Student responses delay verifications
Complaints are down, but number selected for check increases.
Published: Monday, September 17, 2012
Updated: Monday, September 17, 2012 10:09
The vast majority of the Alamo Colleges’ more than 64,000 students this fall have a new reason to routinely check ACES email.
Financial aid awards could be held up indefinitely if students do not respond to messages from student financial services.
By Sept. 5, Alamo Colleges had received 56,888 FAFSA applications and had verified 6,740 of them.
Change in federal law requires student financial services to verify every FAFSA, or Free Application for Federal Student Aid, randomly selected for the process this year.
Before the law change, only a percentage of the randomly selected applications had to be verified.
Among email messages to guarantee receipt of financial aid in a timely manner, students could find requests to respond by a deadline or rectify incomplete or incorrect documents.
Verification processing is estimated to take one week because the Alamo Colleges hired a verification service provider.
Complaints this year-to-date about data retrieval, system access, denied appeals, missed deadlines, and check disbursements fell 0.001 percent.

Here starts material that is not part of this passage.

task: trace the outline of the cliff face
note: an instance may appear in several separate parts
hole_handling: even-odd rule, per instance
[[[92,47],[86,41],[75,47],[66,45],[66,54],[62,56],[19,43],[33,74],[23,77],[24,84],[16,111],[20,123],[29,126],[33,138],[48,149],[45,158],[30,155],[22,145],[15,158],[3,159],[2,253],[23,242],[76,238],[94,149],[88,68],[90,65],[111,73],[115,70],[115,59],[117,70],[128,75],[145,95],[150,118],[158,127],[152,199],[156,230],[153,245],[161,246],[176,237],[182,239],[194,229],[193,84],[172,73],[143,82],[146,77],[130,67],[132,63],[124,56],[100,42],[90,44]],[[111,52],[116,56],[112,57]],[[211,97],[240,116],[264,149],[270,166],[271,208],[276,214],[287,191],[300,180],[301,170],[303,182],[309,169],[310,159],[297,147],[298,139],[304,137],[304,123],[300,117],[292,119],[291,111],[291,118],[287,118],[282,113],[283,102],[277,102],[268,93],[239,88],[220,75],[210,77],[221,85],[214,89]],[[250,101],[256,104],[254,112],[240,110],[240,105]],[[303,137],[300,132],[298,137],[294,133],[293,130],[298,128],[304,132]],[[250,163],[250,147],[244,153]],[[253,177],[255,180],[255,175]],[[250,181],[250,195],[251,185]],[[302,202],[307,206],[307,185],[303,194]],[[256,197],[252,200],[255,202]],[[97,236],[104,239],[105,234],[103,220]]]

In 2011, there were 63 complaints, and in 2012, it dropped to 34.
Dr. Adelina S. Silva, vice chancellor for student success for Alamo Colleges, said, “We take note of those.”
She said she believes complaints are down because changes in the law reduce eligibility for financial aid and improve communications with students.
The student financial services office at San Antonio College has extended hours, open to 7 p.m. Tuesdays.
The office is also open 9 a.m.-1 p.m. on the first Saturday of the month and 8 a.m.-5 p.m. on Monday to Friday.